Somali refugees queue for aid at Kenya camp (Roberto Schmidt AFP/Getty Images)

Somali refugees queue for aid at Kenya camp (Roberto Schmidt AFP/Getty Images)

What does America’s war against al-Qaeda have to do with the struggle to prevent starvation in the Horn of Africa?

The connections are tentative, but what aid workers fear is that in trying to win one war, the Americans are prepared to let the humanitarian crisis in Somalia get worse.

Responsibility for this crisis ovewhelmingly lies with Islamist fighters in Somalia. They have threatened foreign aid agencies so that most of them have left. The result is an inhumane tragedy, largely hidden from the eyes of the outside world.

Yesterday I received an emergency update from one charity still brave enough to work in Somalia’s Middle Shabelle district, one of the regions worst hit by two years of failed rains.

The charity says that two districts there are “now in a state of famine”.  In all of 2010 they treated 1,500 malnourished children aged 5 or under. In just May and June this year, that had risen to 2,408 children. A whopping increase in the last two months.

Yet amazingly, foreign funding for this charity’s child nutrition programme has run out and so the programme in Middle Shabelle is having to close in the next few weeks.

Maybe this isn’t so amazing after all, because Shabelle is also the heartland of Al Shabaab, the Islamist militants who have been declared terrorists by the United States.

And in the words of one  exasperated  aid worker in the Horn of Africa, US policy in Somalia “is to let Somalis starve so that the people kick the Shabaab out”.

The USA declared Al Shabaab a terrorist organisation in February 2008, and since then America’s fears about the militants have grown exponentially.

On the front pages of both today’s New York Times and Washington Post, you will find the story of Ahmed Abdulkadir Warsame, a Somali man accused by the Americans of being a Shabaab fighter and of being trained by al-Qaeda across the water in Yemen.

The question is how is America’s covert war conditioning its response to Somalia’s drought, the worst in 20 years?

Think about all those Somalis walking sometimes hundreds of miles into a large refugee camp in northern Kenya.  The UN says that up to 10,000 are arriving every week.  Some don’t make it that far and die on the way out.

Why are the Somalis leaving? They are leaving because they are not being fed at home.

Why are they not being fed? The main reason is that the UN World Food Programme, the world’s biggest humanitarian organisation, suspended its operations in South Central Somalia in January 2010 after the lives of WFP staff were threatened by Shabaab.

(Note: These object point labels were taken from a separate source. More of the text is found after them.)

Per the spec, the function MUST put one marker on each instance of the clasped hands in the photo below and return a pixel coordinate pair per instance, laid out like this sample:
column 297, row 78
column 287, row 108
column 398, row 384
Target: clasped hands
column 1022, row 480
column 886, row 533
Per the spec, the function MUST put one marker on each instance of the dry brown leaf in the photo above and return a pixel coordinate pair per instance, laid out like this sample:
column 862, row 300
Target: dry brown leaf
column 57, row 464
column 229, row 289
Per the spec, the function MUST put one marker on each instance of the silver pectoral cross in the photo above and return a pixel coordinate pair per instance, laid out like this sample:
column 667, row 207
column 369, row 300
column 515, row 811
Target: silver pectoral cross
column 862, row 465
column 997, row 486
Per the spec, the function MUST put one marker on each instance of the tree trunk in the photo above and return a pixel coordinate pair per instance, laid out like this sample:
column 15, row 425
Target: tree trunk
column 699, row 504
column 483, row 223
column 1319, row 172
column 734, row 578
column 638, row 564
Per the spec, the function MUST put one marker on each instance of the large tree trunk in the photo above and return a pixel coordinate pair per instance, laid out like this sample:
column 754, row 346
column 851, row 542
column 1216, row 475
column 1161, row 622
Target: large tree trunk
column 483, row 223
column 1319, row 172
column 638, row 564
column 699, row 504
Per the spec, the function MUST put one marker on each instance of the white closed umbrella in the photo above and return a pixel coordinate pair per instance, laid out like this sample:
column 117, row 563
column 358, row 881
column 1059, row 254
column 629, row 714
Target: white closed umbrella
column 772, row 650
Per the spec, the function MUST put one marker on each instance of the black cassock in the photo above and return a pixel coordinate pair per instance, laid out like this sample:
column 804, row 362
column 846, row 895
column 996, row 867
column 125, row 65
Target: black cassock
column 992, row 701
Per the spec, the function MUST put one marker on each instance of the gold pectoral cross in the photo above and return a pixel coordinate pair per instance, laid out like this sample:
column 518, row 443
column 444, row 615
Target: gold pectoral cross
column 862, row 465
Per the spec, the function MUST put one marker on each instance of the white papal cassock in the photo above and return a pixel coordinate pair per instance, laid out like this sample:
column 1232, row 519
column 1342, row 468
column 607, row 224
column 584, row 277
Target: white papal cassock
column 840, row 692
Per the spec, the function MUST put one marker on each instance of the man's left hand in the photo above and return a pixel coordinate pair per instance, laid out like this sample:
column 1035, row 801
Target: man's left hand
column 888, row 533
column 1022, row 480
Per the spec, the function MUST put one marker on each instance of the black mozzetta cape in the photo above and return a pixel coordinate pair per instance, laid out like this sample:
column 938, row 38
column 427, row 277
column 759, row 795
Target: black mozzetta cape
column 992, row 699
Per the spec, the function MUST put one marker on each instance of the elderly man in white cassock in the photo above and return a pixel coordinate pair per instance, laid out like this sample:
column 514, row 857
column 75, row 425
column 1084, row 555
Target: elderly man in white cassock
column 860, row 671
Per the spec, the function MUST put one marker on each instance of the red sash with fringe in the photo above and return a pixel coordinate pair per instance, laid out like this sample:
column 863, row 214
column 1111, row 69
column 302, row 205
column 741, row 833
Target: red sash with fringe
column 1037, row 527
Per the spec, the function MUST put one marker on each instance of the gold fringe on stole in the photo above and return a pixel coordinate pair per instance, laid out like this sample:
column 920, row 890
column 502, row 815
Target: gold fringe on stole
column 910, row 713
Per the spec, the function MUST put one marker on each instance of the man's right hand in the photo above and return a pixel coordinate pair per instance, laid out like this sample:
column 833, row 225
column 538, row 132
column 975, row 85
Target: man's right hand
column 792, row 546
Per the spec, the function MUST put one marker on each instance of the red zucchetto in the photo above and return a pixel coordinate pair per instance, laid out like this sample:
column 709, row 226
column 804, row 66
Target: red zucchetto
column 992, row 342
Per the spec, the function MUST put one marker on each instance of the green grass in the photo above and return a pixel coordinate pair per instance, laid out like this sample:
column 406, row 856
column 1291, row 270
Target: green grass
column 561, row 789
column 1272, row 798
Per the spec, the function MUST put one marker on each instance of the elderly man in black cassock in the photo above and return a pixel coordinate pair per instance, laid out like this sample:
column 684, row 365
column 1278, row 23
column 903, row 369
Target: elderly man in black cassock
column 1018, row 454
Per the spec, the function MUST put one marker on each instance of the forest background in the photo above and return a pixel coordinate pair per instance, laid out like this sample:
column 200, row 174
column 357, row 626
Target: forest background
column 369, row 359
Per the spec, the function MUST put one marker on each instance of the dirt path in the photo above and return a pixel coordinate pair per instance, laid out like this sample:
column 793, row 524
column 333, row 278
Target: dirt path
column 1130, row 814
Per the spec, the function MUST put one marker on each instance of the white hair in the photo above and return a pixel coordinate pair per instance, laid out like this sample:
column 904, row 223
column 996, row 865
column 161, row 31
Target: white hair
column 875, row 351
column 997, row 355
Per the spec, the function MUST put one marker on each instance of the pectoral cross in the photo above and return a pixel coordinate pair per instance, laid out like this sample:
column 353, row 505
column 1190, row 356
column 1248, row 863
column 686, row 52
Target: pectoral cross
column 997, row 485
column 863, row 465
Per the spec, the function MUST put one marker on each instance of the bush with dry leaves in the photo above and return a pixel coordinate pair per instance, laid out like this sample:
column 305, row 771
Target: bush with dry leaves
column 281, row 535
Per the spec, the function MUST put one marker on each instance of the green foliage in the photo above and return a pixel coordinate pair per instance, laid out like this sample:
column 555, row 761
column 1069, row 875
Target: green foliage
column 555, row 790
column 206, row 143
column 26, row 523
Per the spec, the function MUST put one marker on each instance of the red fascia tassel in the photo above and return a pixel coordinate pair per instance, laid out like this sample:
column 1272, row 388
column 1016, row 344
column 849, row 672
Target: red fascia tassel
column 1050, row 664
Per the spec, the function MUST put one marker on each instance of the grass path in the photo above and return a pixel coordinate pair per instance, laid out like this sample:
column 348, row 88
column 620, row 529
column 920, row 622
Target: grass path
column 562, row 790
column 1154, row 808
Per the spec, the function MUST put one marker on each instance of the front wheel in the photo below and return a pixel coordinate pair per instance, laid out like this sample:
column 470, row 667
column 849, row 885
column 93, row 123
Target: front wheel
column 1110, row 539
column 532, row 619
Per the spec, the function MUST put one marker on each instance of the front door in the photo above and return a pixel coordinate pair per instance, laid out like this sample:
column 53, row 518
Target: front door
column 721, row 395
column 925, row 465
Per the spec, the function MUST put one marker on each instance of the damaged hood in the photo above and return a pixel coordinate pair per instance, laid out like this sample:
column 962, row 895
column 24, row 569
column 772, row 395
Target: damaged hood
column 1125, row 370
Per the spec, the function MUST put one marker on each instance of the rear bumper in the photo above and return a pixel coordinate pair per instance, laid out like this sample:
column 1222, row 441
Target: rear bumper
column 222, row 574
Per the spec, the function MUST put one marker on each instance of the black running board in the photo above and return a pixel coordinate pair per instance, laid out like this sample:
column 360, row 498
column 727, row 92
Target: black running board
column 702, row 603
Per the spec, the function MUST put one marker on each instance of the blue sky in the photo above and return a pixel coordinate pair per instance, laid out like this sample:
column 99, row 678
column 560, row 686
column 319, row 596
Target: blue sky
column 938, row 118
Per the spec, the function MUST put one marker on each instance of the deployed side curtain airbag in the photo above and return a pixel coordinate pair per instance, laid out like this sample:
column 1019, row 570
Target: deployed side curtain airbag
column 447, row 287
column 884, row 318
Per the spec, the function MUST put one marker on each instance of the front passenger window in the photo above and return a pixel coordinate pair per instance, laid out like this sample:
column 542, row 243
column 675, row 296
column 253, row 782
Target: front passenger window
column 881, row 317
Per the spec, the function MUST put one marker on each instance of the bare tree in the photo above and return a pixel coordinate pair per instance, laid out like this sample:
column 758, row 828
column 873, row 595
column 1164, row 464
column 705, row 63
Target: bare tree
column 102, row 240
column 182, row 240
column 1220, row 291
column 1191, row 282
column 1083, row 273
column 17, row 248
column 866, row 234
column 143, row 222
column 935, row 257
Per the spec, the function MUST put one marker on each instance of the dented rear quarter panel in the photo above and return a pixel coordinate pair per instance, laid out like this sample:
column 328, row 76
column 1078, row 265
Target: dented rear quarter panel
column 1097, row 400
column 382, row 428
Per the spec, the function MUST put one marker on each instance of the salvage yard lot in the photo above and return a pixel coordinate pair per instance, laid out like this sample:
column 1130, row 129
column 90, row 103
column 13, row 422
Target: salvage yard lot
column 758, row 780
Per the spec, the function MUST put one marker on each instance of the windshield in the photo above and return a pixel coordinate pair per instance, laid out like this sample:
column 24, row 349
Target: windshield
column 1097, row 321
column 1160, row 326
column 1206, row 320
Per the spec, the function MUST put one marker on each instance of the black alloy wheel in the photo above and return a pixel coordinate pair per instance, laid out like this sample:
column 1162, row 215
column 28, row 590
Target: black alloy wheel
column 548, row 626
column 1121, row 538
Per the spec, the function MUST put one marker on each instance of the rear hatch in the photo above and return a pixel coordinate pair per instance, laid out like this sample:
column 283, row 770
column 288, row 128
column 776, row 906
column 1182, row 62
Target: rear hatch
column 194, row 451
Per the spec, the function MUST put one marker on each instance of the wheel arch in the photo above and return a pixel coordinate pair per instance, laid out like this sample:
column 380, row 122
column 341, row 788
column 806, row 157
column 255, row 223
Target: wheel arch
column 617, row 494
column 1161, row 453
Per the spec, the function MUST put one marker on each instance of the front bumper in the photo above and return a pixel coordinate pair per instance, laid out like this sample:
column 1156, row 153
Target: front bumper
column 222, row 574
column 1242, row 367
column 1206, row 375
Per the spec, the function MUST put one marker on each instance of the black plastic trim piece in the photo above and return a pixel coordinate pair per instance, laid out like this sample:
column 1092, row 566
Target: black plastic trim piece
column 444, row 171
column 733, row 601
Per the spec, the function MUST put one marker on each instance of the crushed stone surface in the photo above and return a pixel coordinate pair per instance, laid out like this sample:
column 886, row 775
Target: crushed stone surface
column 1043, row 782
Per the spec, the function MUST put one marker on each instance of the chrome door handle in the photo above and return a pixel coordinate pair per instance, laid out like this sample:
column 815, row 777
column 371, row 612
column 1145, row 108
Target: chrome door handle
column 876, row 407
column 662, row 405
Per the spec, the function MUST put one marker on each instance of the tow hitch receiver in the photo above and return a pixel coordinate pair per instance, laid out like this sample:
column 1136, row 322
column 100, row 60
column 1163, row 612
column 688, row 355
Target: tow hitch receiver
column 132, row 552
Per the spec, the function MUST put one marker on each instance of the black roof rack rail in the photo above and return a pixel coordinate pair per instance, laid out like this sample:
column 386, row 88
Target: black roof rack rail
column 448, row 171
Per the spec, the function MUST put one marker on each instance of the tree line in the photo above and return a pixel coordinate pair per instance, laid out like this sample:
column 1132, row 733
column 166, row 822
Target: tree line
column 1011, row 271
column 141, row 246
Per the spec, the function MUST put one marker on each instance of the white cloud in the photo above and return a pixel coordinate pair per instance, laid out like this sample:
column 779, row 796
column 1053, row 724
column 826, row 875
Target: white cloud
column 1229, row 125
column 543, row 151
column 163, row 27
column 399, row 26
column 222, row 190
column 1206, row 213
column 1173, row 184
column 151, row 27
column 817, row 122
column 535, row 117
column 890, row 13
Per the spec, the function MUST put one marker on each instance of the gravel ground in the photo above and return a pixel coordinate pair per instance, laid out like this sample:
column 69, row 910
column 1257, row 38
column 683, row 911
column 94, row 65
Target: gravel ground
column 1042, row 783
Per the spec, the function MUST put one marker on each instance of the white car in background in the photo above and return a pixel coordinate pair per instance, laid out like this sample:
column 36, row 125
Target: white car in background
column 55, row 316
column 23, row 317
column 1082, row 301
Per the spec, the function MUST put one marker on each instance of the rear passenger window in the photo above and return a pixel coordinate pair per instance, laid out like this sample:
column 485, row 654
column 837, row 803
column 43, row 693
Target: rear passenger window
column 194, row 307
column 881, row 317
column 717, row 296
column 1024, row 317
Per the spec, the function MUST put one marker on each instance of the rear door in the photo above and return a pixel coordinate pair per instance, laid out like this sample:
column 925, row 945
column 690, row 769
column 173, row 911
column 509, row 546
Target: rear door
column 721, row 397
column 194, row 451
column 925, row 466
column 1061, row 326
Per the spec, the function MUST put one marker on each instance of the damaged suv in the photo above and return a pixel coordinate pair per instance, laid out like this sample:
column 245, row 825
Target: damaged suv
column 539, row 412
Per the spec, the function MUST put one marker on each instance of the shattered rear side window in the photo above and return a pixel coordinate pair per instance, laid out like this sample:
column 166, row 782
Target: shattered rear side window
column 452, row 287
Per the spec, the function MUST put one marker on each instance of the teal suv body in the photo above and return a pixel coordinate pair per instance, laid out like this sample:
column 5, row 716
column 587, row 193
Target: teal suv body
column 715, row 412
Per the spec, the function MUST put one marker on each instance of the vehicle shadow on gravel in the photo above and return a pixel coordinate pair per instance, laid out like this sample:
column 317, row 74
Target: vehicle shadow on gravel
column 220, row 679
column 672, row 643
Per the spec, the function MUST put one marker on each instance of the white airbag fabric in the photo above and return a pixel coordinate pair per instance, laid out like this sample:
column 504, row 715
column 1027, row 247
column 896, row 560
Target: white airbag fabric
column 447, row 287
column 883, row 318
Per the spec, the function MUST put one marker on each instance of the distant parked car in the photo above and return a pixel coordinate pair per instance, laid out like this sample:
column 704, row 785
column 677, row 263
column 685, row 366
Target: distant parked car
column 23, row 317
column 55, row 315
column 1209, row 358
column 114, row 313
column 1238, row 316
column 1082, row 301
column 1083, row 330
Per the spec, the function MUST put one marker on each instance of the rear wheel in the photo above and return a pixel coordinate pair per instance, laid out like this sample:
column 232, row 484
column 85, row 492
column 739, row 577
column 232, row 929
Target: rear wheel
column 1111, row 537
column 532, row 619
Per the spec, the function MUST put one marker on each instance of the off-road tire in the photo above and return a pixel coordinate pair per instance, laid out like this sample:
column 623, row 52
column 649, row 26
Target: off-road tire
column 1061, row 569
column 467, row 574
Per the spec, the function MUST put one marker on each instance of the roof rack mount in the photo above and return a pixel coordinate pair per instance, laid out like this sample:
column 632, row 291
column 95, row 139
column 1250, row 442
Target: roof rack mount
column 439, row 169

Today a Shabaab spokesman claimed the ban on foreign aid was being lifted. But which foreign aid worker would be prepared to take the risk of going back? And even if the aid workers could go back, would the world’s most powerful donor, the United States, fund them?

Aid workers on Shabaab’s front line say there is no point asking the Americans for money. Washington has already cut its funding to WFP Somalia to such an extent that WFP is currently 42 per cent short of its current target of $303m.

The Americans are not alone. The British have not funded the WFP in Somalia since 2009. On Sunday the UK trumpeted that it was giving  money to tackle the drought in East Africa, but all of that $61m is going to the WFP in neighbouring Ethiopia instead.

This refusal to commit to the WFP is partly because of a Channel 4 News investigation I led into the diversion of WFP supplies in Somalia. Our film was followed by a far more damning UN enquiry, though WFP rejects most of the claims made against it.

But now that drought and outright famine stalk the Horn of Africa, the question has to be asked whether the Americans are denying aid to ordinary Somalis as a weapon of war against militants who potentially threaten the West. Washington, not surprisingly, refutes this. Last week it agreed to give WFP Somalia $14.5m towards food transportation, plus 19 000 metric tonnes of food. It seems America is budging a little when faced with the prospect of starvation. Yet the fact remains that US-funded aid is targeted at central and northern Somalia, that’s Somaliland and Puntland, not at the Shabaab heartland further south.

Aid workers have to make all sorts of difficult compromises in conflict zones in order to get food to those who need it.  Extortion is a fact of life. The real scandal, far greater than the diversion of aid, will be if donors deliberately withhold it.

Shabaab has prime responsibility for Somalia’s refugee crisis. But the Americans, British and others have a responsibility not to make it worse.